Enfin, la question de savoir où sont disponibles ces explications est importante. Bien souvent, les explications sont décorrélées de l’outil lui-même, à la manière d’un mode d’emploi papier pour une machine électronique. Les explications sont trop souvent encore à aller les chercher à côté des systèmes. Il faut aller les trouver dans une nasse d’information complexe ou dans des documents extérieurs aux outils eux-mêmes. Elles sont rarement là où on en a besoin, au coeur des interfaces qu’on explore et qu’on ne comprend pas. La plateforme Données & Design de la Cnil
donne un exemple parlant d’information contextualisée intégrée au parcours utilisateur : chaque demande d’information relative aux données personnelles lors du parcours d’inscription est explicite. À chaque étape de l’inscription, d’une interaction, des explications sont délivrées, exactement là où elles sont nécessaires.
Polysémiques, multifacettes, continues… : à quoi servent les explications ?
Expliquer semble simple. Mais comme on vient de la voir, à l’heure des systèmes techniques, l’explicabilité n’est pas seulement polysémique, elle est également multifacette.
Comme le soulignent Robert Hoffman, Shane Mueller et Gary Klein,
dans leur article « Explaining Explanation for « Explainable AI » », il est nécessaire d’interroger à quoi servent les explications, de comprendre ce qu’elles accomplissent, leur but. Ainsi, rappellent les chercheurs, l’explication est un processus continu. Fournir une explication n’est pas une fin en soi pas plus qu’il n’est une chose que l’on fait une fois pour toutes : cela ne consiste pas à fournir un matériel didactique plus ou moins satisfaisant. Une explication sert à créer de la confiance à toutes les étapes des interactions, ce qui signifie que l’utilisateur doit être capable d’explorer activement les choix dont il dispose et notamment les erreurs possibles.

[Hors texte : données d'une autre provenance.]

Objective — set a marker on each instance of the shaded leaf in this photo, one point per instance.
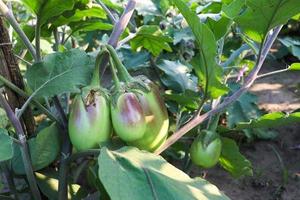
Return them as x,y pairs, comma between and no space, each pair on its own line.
295,66
292,44
233,161
48,184
270,120
246,109
46,9
269,14
79,15
189,99
176,76
219,27
6,148
60,72
151,38
4,121
233,8
149,176
44,148
207,70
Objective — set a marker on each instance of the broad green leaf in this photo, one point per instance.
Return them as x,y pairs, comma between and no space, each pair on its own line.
134,60
90,25
79,15
207,70
151,38
44,149
292,44
177,76
147,8
233,161
6,148
183,34
233,8
270,120
295,66
60,72
143,175
46,9
189,99
244,110
263,15
48,184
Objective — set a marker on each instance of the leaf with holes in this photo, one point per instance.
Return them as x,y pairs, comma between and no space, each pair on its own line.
177,76
60,72
204,63
151,38
148,176
45,9
269,14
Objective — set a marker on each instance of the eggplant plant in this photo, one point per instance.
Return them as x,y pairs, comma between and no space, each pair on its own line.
177,89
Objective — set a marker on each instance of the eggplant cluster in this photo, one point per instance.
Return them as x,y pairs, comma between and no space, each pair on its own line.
134,110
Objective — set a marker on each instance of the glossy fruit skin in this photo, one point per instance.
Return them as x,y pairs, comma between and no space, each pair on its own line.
128,117
205,152
89,125
156,116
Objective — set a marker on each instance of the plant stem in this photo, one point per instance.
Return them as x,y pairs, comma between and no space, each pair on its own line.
272,73
38,40
114,74
11,19
109,13
90,152
66,152
23,94
229,100
9,179
122,23
24,148
125,76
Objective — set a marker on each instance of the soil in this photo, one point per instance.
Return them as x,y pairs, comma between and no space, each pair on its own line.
270,159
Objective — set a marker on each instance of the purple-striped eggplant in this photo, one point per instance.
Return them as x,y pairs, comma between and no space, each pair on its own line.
128,117
153,107
89,121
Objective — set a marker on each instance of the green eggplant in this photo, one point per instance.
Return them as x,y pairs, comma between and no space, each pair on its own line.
89,121
156,118
128,118
153,107
206,149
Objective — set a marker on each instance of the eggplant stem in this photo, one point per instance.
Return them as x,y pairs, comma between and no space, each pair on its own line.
125,76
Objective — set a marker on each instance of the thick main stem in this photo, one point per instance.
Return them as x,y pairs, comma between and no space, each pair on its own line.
38,40
229,100
125,76
24,148
66,152
119,29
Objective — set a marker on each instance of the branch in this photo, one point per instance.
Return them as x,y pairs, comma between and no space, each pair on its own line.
4,10
229,100
122,23
23,94
24,148
273,72
118,30
66,152
109,13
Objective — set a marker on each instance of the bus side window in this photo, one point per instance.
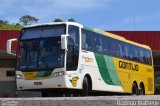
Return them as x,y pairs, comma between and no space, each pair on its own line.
105,45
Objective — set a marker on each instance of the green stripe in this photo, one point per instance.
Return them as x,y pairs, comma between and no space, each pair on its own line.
107,69
112,70
103,69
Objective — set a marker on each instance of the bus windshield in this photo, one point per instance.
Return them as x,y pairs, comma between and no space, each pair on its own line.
41,54
40,48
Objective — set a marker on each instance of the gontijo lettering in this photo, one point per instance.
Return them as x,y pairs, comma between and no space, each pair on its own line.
130,66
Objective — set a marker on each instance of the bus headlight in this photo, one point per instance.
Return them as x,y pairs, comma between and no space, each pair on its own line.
56,74
18,76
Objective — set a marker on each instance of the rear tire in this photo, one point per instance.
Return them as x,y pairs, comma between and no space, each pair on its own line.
85,88
134,89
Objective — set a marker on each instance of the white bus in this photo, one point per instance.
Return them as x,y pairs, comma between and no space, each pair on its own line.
67,57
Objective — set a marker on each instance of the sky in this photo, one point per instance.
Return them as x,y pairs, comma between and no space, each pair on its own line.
112,15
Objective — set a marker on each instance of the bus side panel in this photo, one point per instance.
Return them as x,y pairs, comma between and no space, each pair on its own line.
129,71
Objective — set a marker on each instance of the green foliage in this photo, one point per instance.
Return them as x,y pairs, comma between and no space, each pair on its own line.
3,21
10,27
28,20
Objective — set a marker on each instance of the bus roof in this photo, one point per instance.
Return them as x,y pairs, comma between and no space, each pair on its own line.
114,36
53,23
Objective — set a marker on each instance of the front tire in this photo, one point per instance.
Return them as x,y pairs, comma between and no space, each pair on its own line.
85,88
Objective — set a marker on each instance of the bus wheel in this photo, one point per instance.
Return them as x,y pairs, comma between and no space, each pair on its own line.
134,89
142,90
85,87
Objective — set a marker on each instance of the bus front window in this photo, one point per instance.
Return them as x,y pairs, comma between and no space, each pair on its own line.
40,48
41,54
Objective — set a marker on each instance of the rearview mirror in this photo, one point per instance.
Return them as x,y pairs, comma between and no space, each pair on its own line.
64,39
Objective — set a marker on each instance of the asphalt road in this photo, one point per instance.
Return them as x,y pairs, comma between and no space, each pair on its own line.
149,100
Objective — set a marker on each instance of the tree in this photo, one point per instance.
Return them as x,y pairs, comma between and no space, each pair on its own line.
28,20
3,21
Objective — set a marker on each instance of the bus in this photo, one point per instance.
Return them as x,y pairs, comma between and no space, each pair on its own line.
67,57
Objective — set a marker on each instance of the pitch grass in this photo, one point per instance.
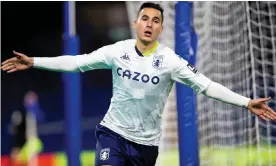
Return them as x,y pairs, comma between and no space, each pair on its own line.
216,157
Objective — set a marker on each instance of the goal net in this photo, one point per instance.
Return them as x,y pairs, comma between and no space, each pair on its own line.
237,48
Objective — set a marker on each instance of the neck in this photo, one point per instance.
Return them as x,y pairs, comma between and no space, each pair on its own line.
144,47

L’explication est également un processus de co-adaptation : ce n’est pas seulement des instructions ou des informations qu’on délivre à une personne, c’est une collaboration entre celui qui explique, celui qui reçoit l’explication et le système. L’explication est par nature participante et par exemple, doit savoir s’adapter à ce que le destinataire comprend et même, idéalement, s’adapter en retour.
L’explication doit être « déclenchable » insistent-ils : tout n’a pas besoin d’être expliqué. Par contre, il faut saisir les éléments qui nécessitent de déclencher des explications appropriées.

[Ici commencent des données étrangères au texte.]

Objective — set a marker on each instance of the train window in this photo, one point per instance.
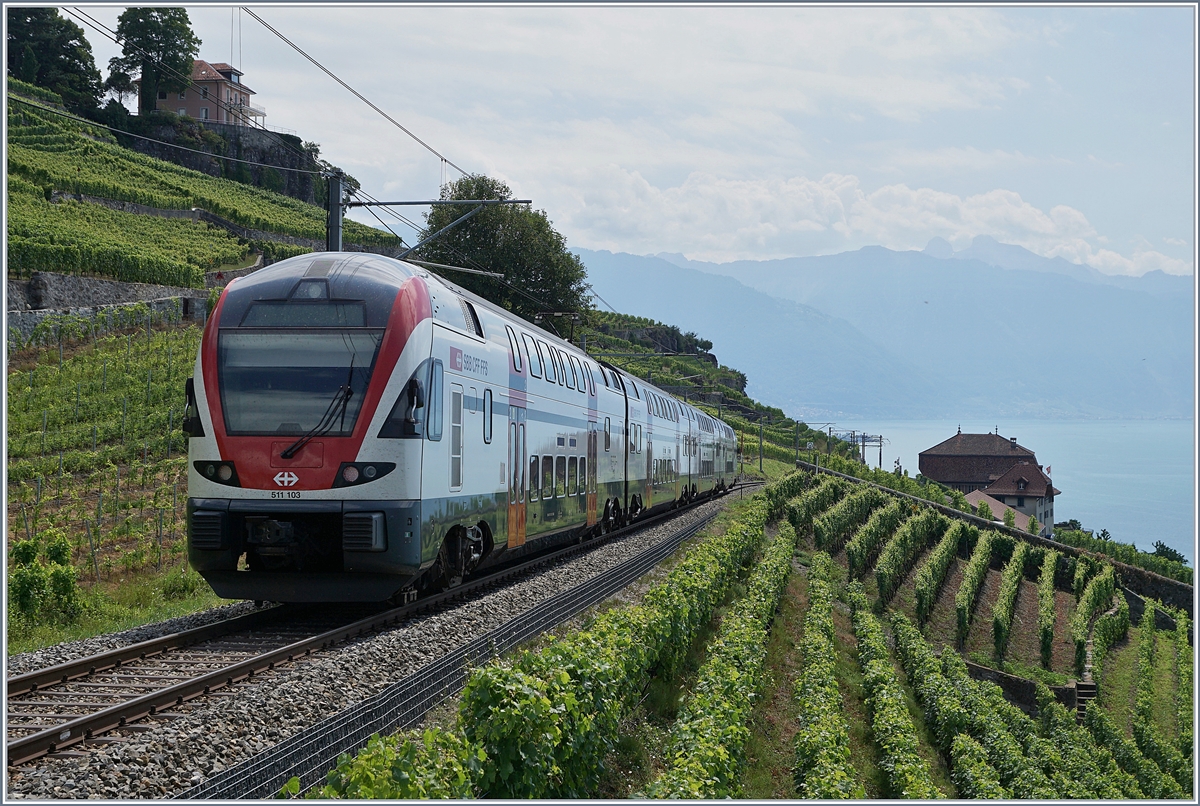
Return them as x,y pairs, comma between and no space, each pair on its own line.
547,358
473,323
514,348
534,356
433,405
568,370
455,435
562,367
547,476
487,415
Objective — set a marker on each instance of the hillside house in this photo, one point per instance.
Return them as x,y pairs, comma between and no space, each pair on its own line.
1000,468
216,94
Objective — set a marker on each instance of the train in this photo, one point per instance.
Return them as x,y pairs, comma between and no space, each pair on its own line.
361,429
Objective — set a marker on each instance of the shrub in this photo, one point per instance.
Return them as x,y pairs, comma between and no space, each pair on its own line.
931,575
1047,608
1006,602
972,581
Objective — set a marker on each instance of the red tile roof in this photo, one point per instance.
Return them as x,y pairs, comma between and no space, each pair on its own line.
1037,483
978,445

L’explication est également une exploration : elle doit aider l’utilisateur à comprendre les limites du système. Elle doit aider l’utilisateur à comprendre de lui-même : montrer ce qui n’est pas fait pour mieux montrer ce qui est accompli.
Pour le dire plus simplement, une explication sert à comprendre, à discuter et à contester. Elle n’est pas un outil de communication qui doit faire disparaître ses biais, ses erreurs ou ses choix. Elle est un outil loyal qui doit montrer ses lacunes et ses failles, qui doit aider à améliorer le système et le calcul.

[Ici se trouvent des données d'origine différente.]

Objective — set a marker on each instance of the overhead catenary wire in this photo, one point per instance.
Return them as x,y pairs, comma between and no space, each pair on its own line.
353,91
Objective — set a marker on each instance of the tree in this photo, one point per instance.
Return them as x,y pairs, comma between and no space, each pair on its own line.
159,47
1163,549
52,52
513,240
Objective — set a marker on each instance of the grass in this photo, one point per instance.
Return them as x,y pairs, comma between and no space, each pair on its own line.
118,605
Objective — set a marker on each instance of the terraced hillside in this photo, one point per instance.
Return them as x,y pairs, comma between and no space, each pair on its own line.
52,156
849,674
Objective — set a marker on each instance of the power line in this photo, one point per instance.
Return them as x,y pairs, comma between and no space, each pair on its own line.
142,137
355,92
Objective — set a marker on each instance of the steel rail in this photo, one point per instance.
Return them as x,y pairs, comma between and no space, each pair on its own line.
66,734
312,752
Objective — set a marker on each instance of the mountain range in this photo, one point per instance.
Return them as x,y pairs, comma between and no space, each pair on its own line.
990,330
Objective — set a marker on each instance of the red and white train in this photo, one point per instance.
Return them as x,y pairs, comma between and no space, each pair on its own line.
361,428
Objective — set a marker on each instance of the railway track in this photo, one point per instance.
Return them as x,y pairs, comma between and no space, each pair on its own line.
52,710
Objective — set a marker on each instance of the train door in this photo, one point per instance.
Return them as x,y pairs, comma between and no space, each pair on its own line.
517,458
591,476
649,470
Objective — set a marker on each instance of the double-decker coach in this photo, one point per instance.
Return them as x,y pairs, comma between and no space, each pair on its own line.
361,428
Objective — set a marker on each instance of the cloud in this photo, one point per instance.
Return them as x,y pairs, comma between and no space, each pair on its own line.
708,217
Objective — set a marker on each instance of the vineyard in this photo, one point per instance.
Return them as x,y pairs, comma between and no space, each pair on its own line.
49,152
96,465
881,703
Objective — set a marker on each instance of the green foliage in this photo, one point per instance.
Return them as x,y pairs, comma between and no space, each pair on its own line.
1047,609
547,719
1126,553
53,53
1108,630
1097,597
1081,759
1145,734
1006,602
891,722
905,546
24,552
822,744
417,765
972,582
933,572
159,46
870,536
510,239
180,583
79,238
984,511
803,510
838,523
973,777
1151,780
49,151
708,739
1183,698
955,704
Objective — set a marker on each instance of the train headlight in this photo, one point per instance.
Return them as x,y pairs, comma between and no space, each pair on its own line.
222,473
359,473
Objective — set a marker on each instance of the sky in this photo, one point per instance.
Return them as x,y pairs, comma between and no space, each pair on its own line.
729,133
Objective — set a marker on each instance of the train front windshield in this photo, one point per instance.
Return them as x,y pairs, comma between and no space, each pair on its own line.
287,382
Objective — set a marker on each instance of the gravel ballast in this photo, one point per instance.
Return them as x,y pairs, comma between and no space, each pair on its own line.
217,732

Qu’est-ce qu’une bonne explication ? Les caractéristiques d’une bonne explication
Vers des explications contrastables, actionnables
L’iconoclaste
Tim Miller a étudié
plus de 250 articles scientifiques dans le domaine de la philosophie, de la psychologie et des sciences cognitives pour mettre en avant que la principale caractéristique d’une bonne explication est d’être contrastive (qu’on pourrait traduire par « contrastable » ou « comparable »). Les gens ne demandent pas « pourquoi il y a quelque chose ? », mais plutôt « pourquoi il y a quelque chose plutôt que rien », rappelle-t-il. C’est-à-dire qu’une explication ne se déroule pas pour elle-même, mais en contexte, en regard d’autres éléments. Le caractère « contrasté » permet aux gens de mieux mesurer la différence entre ce à quoi ils s’attendaient et le résultat (et d’interroger ce qu’ils ne savent pas). Donner une explication contrastée est souvent d’ailleurs plus simple pour celui qui doit fournir l’explication. L’enjeu n’est pas de donner toutes les explications ou toutes les causes, mais de permettre de les balancer entre elles, de rendre les explications actionnables, jouables !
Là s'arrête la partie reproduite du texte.